Holocaust survivor shares her experience

Irene Butter, a Holocaust survivor who now lives in Ann Arbor, Michigan, recently shared her story with about 600 people.

A MEMORIAL at the Bergen- Belsen death camp. The book follows a survivor’s quest for revenge. (photo credit: REUTERS)
A MEMORIAL at the Bergen- Belsen death camp. The book follows a survivor’s quest for revenge.
(photo credit: REUTERS)
Irene Butter of Ann Arbor is a tiny woman, bent a little forward by 89 years of living.
On Thursday, Butter, a Holocaust survivor, shared her story with about 600 guests at the Sturges-Young Center for the Arts.
Invited by the Sturgis District Library, the audience heard about Butter's idyllic, privileged childhood. Of being the center of love and attention from grandparents and parents in Berlin, Germany. She had photographs to prove it.
But when Butter was about 12 years old all that changed as Hitler rose in power and took away all that Jewish people held dear — family, businesses and, for many, life.
Butter's father was able to pull strings that saved them from the death camps, but her grandparents weren't so fortunate and died after being transported to a prison camp.
Upon fleeing Germany, Butter, her parents and older brother, lived first in the Netherlands, then were taken to Camp Westerbork in the Netherlands and finally shipped to Camp Bergen-Belsen in Germany.

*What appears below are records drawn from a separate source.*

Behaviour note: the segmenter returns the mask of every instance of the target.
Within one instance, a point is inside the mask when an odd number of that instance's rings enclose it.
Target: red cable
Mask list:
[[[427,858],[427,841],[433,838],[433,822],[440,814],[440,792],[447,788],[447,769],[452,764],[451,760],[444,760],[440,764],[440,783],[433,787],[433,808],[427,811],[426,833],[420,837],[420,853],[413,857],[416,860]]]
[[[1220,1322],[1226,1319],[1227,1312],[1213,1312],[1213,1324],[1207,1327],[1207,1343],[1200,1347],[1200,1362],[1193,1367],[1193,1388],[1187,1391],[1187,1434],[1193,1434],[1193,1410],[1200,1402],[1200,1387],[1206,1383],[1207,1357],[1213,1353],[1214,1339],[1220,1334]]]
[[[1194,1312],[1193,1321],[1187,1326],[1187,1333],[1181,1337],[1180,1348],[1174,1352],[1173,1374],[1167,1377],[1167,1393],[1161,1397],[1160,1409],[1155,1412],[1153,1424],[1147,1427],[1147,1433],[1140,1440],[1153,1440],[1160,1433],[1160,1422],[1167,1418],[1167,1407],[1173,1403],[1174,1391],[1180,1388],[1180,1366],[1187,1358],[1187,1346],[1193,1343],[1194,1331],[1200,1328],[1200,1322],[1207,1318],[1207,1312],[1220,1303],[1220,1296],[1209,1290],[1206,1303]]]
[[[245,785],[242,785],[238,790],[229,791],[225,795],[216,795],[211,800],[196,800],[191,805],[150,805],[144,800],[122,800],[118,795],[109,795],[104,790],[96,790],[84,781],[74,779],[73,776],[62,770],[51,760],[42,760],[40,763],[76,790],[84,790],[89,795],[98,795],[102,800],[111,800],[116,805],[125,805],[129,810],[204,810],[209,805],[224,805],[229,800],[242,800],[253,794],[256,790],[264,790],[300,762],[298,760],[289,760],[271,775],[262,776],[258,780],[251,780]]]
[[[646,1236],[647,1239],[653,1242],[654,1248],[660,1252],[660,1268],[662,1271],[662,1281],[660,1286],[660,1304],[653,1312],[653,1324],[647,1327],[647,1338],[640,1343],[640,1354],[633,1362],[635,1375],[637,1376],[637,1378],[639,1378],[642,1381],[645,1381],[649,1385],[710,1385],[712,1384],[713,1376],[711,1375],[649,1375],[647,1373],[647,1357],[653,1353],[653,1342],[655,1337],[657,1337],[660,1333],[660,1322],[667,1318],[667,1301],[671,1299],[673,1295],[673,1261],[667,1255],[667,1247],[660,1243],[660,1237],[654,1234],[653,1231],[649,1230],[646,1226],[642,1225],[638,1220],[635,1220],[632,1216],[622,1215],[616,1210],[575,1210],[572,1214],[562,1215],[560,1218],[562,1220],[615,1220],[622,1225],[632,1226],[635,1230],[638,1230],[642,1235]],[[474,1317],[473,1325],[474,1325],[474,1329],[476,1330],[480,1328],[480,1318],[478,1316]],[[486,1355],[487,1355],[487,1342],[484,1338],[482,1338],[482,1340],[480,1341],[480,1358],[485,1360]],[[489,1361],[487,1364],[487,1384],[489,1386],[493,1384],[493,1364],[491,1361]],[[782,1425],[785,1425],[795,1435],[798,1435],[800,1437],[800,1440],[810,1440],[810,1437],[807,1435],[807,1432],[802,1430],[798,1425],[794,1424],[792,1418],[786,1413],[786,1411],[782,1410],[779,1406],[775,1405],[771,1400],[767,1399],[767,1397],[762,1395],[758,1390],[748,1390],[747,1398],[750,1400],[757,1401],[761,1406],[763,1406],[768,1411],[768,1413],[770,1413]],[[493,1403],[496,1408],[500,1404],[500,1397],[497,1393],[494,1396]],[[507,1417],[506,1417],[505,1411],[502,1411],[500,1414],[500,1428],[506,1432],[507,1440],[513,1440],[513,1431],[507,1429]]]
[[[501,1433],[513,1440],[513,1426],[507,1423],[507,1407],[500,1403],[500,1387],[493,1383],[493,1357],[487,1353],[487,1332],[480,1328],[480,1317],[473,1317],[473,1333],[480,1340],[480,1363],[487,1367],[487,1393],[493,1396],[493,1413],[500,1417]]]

Before Germany invaded the Netherlands, life was good, Butter said.
When they were moved to the first camp, life was bleak and boring but nothing as bad as the second camp of slave labor, starvation and brutality.
Every Saturday a train rumbled into camp pulling a line of cattle cars. It sat in the middle of all activity, a grim reminder that on Monday it would be taking away many to the death camps.
The names of those to depart was read on Monday. After being relieved over not hearing their own names, the prisoners located family members who where leaving. They spent the last few hours together before they were loaded and taken away. Forever.
The train pulled out on Monday night and the dread of the coming Saturday would settle in on the remaining captives.
"It was a traumatic cycle," Butter said.
Finally Butter's father received passports for Ecuador. Not legitimate passports, but something the Nazis could use for trading. Jews with passports could be traded with the Allies for German prisoners or Germans living in America who were forced back to the Fatherland.
By a miracle, Butter's extremely ill mother was allowed to leave, so the family of four left Camp Bergen-Belsen together. However, two days later her father died.
"He didn't make it to freedom," Butter said.
The audience listened intently to the soft spoken Butter who stood through her entire presentation.
They gasped at the news of her father's death. They applauded when the family had a triumphs.
Butter made it to America first, being the healthiest of the three of them. Family members in New York welcomed her like their own. Following the end of the war, her mother and brother were able to join her.
As she wrapped up the story, Butter asked for questions and finally sat down in a wingback chair provided for her on stage.
One in the audience asked how her family photos survived.
Butter said a non-Jewish neighbor who was a photographer offered to keep them safe. No one would questions photos in her keeping. The she was able to send them to the family following the war.
Another asked if she able to forgive the Nazis for what they did to her family.
"That's a good question," Butter said.
The answer isn't simple, but she had worked through it over the years.
Butter said she has never personally encountered a Nazi, but upon meeting one she would want to know three things:
Did they acknowledged what they had done?
Did they regret it?
Did they made amends?
"Then there is the other side of forgiveness," Butter said. "If you continue to bury the hatred inside yourself it doesn't feel good. It isn't good for you. It isn't good for your health. There is a saying, 'People who forgive are those who want to live in the light and not in the darkness,'" Butter said.
Following the presentation many who bought Butter's memoirs, "Shores Beyond Shores" before they sold out, lined up for an autograph.
Suzanne Keenan of Burr Oak had read "The Diary of Anne Frank" in high school and has remained interested in the subject over the years.
"I am aghust that so many people think it didn't happen," Keenan said.
Aaron Guest of Reading said attended for the sake of his children — so it will never be repeated.
Guest also felt close to her story because his grandfather fought in World War II from Normandy to Berlin and participated in liberation of some death camp.
About 20 years ago Guest traveled to Germany and visited some of those sites.
"Nothing in language can describe what it felt like to go in there," Guest said. "The silence was deafening."
Dan Parker of Coldwater felt an even greater tie Butter's life story. His parents both survived the Holocaust and met following liberation.
"My mother was in the same camp as Irene and deported to the same camp as Irene's grandparents," Parker said.
Mary Thornton of Colon was especially impressed with all that Butter has done in her life following the Holocaust.
Beyond being a long-time economic professor at the University of Michigan, one of Butter's passions is being part of a group of Jewish and Arabic women and "Refusing to be Enemies."
She also spreads the message, "Never be a by-stander — take responsibility for each other," she said.
A peace activists, Butter is also instrumental in the University of Michigan Wallenberg lectures and annual peace awards.